Jason De Sena Trennert
Many years ago, my Dad told me that if a man lived long enough he’d get to see just about everything. (He also told me that nothing good happens after midnight, another solid observation I blithely ignored until I became a father myself.) I find that those of us of a certain age, who remember words like pride, faith, and patriotism as taught to us to be duties rather than punchlines, think a lot about our fathers these days.
What would they make of this post-patriotic world that seems to be so much more interested in virtue-signaling than genuine virtue? What would they think of young people, many of whom have known little of real economic privation or the prospects of war, desperately trying to tear down—literally and figuratively—a system that made such a happy circumstance so commonplace?
My parents were prototypical Democrats, born in the midst of the Great Depression to working-class Catholic immigrants. They were both the first in their families to go to college and by some divine providence became public school teachers. In their day, there were (to paraphrase F. Scott Fitzgerald) no endless second acts in American lives, especially for those who were not to the manner born. A central tenet of their faith was the belief that one’s blessings were never to be taken for granted, but rather things to be nurtured, cared for, and appreciated.
Simply being born in America by some quirk of fate was forever to be considered one of those blessings. Being asked to serve your country was part of the social contract that allowed you to enjoy its great bounty. Both of them having lost parents when they were in their teens, my parents had an innate understanding that life was precious and that we, as human beings, knew not the time nor the hour when we might leave this mortal coil.
All of this is not to say that they were unaware of how difficult life could be or that there were injustices and inequities in our country. Still, they saw those failings as a result of the imperfection of man rather than any systemic problem with a country built upon the bedrock belief that all men were created equal, that we were all endowed by our Creator with certain natural rights.
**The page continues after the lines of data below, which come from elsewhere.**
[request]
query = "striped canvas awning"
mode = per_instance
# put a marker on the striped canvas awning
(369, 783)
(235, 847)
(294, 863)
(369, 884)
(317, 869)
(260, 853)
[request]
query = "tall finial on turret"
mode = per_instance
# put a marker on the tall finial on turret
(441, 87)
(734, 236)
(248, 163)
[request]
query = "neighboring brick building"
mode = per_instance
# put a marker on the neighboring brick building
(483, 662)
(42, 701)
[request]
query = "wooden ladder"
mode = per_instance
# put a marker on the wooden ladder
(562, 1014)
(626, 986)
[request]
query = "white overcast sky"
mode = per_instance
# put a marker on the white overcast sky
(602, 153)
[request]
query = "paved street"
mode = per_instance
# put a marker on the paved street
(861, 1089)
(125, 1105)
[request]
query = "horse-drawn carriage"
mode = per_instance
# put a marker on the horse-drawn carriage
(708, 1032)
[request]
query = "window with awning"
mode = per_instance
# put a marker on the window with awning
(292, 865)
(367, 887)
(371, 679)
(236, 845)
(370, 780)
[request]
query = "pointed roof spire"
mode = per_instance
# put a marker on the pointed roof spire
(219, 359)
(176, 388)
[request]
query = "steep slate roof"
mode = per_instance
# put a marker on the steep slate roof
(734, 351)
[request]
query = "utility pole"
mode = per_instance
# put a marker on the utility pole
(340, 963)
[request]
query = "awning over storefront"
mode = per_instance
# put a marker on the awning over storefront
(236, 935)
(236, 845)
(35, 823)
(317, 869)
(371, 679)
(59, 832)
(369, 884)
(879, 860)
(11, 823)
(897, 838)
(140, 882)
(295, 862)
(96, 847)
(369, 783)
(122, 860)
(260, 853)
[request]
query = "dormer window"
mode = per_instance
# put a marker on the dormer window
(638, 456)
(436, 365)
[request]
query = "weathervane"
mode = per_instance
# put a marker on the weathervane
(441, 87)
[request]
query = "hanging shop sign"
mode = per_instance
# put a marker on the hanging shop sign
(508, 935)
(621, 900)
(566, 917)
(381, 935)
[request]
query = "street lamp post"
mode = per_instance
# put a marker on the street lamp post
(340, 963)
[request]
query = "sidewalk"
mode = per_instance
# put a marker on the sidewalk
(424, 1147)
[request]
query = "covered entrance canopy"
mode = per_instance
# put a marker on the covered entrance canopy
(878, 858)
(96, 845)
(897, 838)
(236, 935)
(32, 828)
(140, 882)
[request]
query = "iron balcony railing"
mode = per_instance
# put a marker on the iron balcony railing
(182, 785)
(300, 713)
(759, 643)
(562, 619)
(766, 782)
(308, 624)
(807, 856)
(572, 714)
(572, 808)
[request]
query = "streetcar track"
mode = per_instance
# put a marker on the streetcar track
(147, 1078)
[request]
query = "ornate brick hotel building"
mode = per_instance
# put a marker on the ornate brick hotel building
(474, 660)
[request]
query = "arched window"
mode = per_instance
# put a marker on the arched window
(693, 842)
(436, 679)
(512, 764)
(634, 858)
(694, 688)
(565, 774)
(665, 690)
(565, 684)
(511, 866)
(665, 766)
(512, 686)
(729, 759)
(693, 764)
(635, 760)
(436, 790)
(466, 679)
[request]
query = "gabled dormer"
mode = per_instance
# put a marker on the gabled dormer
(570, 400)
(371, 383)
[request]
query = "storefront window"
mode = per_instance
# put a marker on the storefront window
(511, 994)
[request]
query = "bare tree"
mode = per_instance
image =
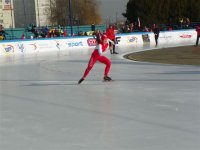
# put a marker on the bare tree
(83, 12)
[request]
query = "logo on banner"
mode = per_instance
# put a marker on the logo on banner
(131, 39)
(75, 44)
(58, 45)
(21, 47)
(34, 46)
(7, 5)
(92, 42)
(118, 39)
(8, 49)
(186, 36)
(146, 39)
(7, 1)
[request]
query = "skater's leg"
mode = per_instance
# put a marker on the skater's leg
(91, 63)
(111, 47)
(105, 61)
(197, 40)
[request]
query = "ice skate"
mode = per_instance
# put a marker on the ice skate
(81, 80)
(106, 78)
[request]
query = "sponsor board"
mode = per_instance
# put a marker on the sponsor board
(146, 39)
(72, 44)
(131, 39)
(186, 36)
(91, 42)
(21, 47)
(8, 49)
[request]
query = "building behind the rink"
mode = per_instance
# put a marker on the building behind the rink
(21, 13)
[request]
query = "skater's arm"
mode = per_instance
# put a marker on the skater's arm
(99, 48)
(111, 42)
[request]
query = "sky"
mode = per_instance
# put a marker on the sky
(112, 9)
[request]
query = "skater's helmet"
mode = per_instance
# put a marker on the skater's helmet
(103, 37)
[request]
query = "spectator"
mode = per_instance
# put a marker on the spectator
(111, 35)
(198, 35)
(97, 35)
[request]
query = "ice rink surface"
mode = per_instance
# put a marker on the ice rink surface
(148, 106)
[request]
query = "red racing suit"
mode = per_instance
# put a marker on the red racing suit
(97, 56)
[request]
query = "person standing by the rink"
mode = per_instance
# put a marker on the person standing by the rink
(156, 32)
(111, 35)
(97, 55)
(198, 35)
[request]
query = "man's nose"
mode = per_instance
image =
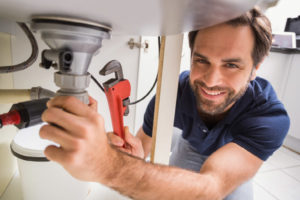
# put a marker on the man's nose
(212, 76)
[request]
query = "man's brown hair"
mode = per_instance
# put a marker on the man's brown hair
(261, 28)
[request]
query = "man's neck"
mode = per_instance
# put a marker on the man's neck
(211, 120)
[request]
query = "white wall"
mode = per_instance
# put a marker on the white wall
(283, 10)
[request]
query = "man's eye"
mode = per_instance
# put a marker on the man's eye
(231, 65)
(201, 61)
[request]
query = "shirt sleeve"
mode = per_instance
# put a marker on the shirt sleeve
(262, 135)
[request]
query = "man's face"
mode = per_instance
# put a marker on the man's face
(222, 67)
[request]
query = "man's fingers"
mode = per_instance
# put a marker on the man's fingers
(70, 104)
(93, 103)
(115, 140)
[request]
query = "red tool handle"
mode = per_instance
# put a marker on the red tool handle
(10, 118)
(115, 96)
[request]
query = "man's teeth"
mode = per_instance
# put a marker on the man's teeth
(213, 93)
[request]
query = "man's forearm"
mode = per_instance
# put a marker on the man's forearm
(140, 180)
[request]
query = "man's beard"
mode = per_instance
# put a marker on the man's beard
(209, 107)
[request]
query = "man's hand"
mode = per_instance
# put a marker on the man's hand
(131, 145)
(79, 130)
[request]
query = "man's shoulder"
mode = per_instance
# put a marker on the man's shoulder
(263, 92)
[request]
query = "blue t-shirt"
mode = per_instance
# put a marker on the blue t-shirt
(258, 121)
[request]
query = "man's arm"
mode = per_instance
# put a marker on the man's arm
(86, 154)
(222, 172)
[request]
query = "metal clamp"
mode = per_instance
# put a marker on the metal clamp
(139, 45)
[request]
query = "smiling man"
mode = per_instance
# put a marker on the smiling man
(230, 121)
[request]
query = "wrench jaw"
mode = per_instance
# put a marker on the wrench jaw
(113, 66)
(117, 91)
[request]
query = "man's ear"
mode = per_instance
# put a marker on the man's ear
(253, 75)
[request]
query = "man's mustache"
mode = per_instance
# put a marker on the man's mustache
(203, 85)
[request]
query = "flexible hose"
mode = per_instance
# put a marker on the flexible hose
(30, 60)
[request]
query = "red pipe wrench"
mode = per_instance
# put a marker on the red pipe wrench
(117, 91)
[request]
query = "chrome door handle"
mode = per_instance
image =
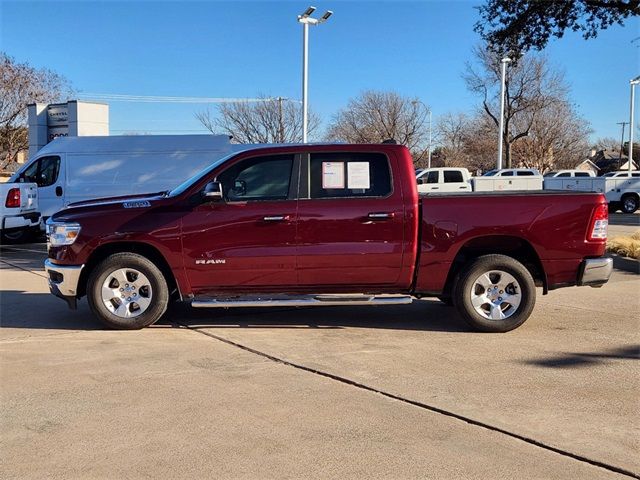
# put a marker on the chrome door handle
(276, 218)
(380, 215)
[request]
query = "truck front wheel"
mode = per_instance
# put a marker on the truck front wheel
(127, 291)
(495, 293)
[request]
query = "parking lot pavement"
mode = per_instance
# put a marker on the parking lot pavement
(621, 224)
(335, 392)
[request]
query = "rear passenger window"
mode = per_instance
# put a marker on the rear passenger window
(432, 177)
(452, 176)
(345, 175)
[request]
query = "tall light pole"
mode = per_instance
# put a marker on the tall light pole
(305, 19)
(633, 84)
(415, 102)
(504, 62)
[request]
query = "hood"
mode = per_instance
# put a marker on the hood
(128, 201)
(100, 206)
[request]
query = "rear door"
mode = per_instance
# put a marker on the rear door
(350, 222)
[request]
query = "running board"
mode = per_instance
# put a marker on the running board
(301, 301)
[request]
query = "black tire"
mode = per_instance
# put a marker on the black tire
(448, 301)
(496, 266)
(630, 203)
(157, 291)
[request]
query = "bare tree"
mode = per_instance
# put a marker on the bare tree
(523, 24)
(21, 84)
(558, 139)
(270, 120)
(531, 87)
(377, 116)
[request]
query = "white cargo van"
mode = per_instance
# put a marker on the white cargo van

That America did not always live up to the high standards set forth at its birth did not render its growth, success, and place in the world invalid or illegitimate. No, those failings made it human and therefore forever a work in progress. Having taught thousands of high school kids over 30-year careers, my parents were well aware of humanity’s foibles and weaknesses. But like the father in the parable of the prodigal son, they were ready as teachers and parents to celebrate progress, rejoice in what was today, and to reject the temptation to brood over past insults and injuries.
One can think of few features of modern life more antithetical to the teachings of Christ than today’s cancel culture in which any sin—past or present, real or imagined—gives license to an often faceless and anonymous mob to ruin the life of a fellow imperfect human being.
Even more sad and frightening in a country that always, at the very least, tolerated a diversity of viewpoints, is the idea that certain thoughts themselves could be considered sins if they did not hew to the orthodoxy of an increasingly disconnected and overeducated elite.
Perhaps it is not particularly surprising that those who place so little value on the life of a completely innocent unborn child would so carelessly destroy the life of any hopelessly flawed adult.
While other cultures and faiths might tolerate or even celebrate the concept of vindication, ours believes in turning the other cheek. This not only recognizes God himself as the ultimate arbiter of redemption but also allows and encourages human progress. It is difficult to move forward when one seeks an eye for an eye. Any concept of forgiveness or mercy is totally absent from the cancel culture today.
As a Catholic proud of his faith, I am sometimes asked why I support President Trump. I did not find that question difficult to answer four years ago and I find it even less difficult to answer today. In short, I would much rather deal with someone who unapologetically tells me what he thinks even if it might offend me than someone so afraid to offend others that his beliefs are hidden or in some cases nonexistent.
The president’s staunch and unyielding defense of what has made America great is more imperative today than ever before. To turn our backs on our shared history and accomplishments would be tantamount to a senseless cultural suicide that would hurt the most vulnerable among us.
Let’s remember, President Trump has embraced and signed prison reform legislation that extends second chances to Americans who have made mistakes. To the extent the president’s political opponents have manufactured so many of his alleged sins for four years, perhaps all people of faith and goodwill should extend him the same courtesy.